Smoking has a detrimental effect on various organs on the body, but none are more directly affected than the lungs. After all, this is where all the smoke goes in soon after you take a puff. If you've been wondering how cigarette smoke can affect your lungs, read on.
Cigarette Smoke and Your Lungs:
The smoke that you inhale travels through your windpipe (trachea), down the bronchiole tubes, and into the air sacks (alveoli) within the lungs. This is where the regeneration of oxygen within our system takes place. The effects of smoking work in disturbing the balance that is maintained within the lungs; tar starts to deposit on the bronchiole tubes, and nicotine works in constricting the blood vessels.
The lungs do work in trying to get rid of this toxic build up by pushing up tar and other constituents up the bronchiole pipe, and this travels further up the trachea. This is what comes out in the form of phlegm. However, not all the build up manages to come out in this manner. Since the nicotine works in paralysing the cilia within the lungs, the lungs find it harder to expel the tar. While the cilium does get better after an all night's absence of cigarette smoke, habitual smoking can cause permanent damage to the cilia.
Chemicals such as hydrogen cyanide that are found in cigarette smoke attack the lining of the bronchial passage, and this can lead to 'smokers cough' as well as inflammation of the bronchi. Since the bronchi are weak, smokers are also more prone to getting bronchial infections. You would also be prone to chronic coughing because of the impaired mucus secretion.

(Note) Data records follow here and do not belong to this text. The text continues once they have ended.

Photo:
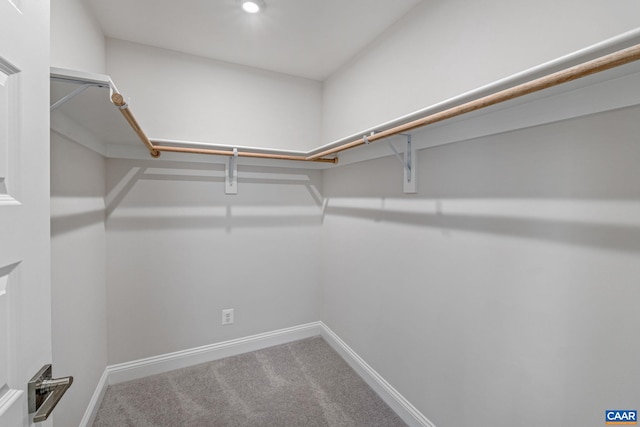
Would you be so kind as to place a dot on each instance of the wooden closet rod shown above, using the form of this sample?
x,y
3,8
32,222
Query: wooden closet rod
x,y
155,150
597,65
594,66
119,101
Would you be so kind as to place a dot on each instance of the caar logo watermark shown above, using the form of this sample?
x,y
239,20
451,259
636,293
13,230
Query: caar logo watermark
x,y
621,417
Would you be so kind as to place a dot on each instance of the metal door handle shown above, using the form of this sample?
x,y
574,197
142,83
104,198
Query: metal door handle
x,y
45,392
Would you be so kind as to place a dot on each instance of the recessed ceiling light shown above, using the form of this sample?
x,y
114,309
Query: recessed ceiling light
x,y
253,6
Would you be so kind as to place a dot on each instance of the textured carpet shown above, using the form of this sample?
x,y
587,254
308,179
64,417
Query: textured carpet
x,y
304,383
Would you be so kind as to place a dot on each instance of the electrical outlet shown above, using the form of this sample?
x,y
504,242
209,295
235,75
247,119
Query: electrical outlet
x,y
227,317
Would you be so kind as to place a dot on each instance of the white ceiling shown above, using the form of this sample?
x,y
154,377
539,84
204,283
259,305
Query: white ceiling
x,y
306,38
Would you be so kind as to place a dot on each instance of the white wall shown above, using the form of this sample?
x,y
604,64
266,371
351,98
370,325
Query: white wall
x,y
444,48
179,251
78,276
77,42
185,97
504,292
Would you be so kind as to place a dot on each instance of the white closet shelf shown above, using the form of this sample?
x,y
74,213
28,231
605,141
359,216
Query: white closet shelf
x,y
606,74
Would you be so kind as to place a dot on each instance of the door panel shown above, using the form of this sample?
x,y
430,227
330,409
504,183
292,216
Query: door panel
x,y
25,299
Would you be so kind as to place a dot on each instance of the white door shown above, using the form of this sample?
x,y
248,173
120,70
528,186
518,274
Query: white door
x,y
25,300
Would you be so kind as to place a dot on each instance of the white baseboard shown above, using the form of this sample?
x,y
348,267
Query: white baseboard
x,y
122,372
141,368
96,400
181,359
390,395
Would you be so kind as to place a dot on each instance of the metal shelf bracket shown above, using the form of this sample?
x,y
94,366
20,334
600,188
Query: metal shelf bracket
x,y
409,165
231,174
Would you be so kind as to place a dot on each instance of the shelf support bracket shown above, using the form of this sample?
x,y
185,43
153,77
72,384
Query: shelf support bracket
x,y
73,93
409,165
231,174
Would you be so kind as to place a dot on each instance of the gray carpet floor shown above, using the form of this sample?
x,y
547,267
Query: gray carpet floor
x,y
304,383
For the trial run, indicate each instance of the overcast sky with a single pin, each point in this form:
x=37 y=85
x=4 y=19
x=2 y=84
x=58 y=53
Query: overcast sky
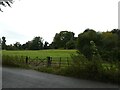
x=29 y=18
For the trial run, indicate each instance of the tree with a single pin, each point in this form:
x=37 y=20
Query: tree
x=3 y=43
x=17 y=46
x=5 y=3
x=46 y=45
x=0 y=44
x=71 y=44
x=36 y=43
x=62 y=38
x=83 y=43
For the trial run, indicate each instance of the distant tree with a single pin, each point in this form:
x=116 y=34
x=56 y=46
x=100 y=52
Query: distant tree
x=62 y=38
x=17 y=46
x=3 y=43
x=0 y=44
x=36 y=43
x=46 y=45
x=5 y=3
x=71 y=44
x=83 y=43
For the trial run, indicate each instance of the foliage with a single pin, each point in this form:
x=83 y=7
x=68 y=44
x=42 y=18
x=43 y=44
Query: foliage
x=62 y=38
x=6 y=3
x=3 y=43
x=83 y=43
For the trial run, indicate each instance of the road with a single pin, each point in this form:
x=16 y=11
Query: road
x=22 y=78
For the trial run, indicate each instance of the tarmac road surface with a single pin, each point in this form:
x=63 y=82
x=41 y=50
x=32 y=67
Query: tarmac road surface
x=22 y=78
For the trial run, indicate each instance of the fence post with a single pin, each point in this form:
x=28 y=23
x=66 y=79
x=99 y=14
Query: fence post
x=48 y=61
x=67 y=61
x=60 y=62
x=26 y=59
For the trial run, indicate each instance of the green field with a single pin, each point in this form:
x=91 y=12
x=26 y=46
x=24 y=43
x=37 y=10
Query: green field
x=40 y=53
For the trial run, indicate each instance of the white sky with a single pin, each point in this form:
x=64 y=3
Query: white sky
x=29 y=18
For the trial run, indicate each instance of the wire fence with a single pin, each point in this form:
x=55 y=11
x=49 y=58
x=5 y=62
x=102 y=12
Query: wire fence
x=37 y=61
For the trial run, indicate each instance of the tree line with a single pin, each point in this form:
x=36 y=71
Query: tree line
x=107 y=43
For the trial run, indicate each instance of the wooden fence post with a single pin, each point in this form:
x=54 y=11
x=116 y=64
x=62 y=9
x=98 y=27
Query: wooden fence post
x=67 y=61
x=60 y=62
x=48 y=61
x=26 y=59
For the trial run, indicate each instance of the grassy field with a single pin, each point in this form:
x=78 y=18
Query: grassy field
x=40 y=53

COPD (Chronic Obstructive Pulmonary Disease):
Cigarette smoking has been recognised as a significant cause of COPD. Commonly referred to as emphysema and chronic bronchitis, these are actually two different conditions. While each of these conditions can occur alone, they can also occur concurrently. What this condition essentially results in is the blockage of air flow in and out of the lungs. In excess of 75% deaths due to COPD are attributed to smoking, and COPD is amongst the top ten causes of death in Australia (men & women).
Lung cancer is the leading cause of cancer deaths in men and women alike. While it accounts for over 30% cancer related deaths in men, it accounts for over 25% of those in women. Additionally, existing or ex-smokers make up for around 90% of all lung cancer patients.
Signs of Trouble:
You should know your smoking is affecting your lungs adversely if you experience chronic cough, shortness of breath, wheezing, or excessive discharge of phlegm. Once you quit smoking you can slowly, but surely, tell the difference. Irrespective of how long you've smoked for you would experience relief from breathing related issues such as wheezing, shortness of breath, inflamed airways, cough, etc.
Second Hand Smoke and the Lungs:
It is also important that you realize what second hand smoke can do to the lungs of those around you. Being subjected to second hand smoke produces similar symptoms, and these include wheezing, shortness of breath, increased phlegm production, lung infections, etc. Do know that second hand smoke can also lead to lung cancer and COPD.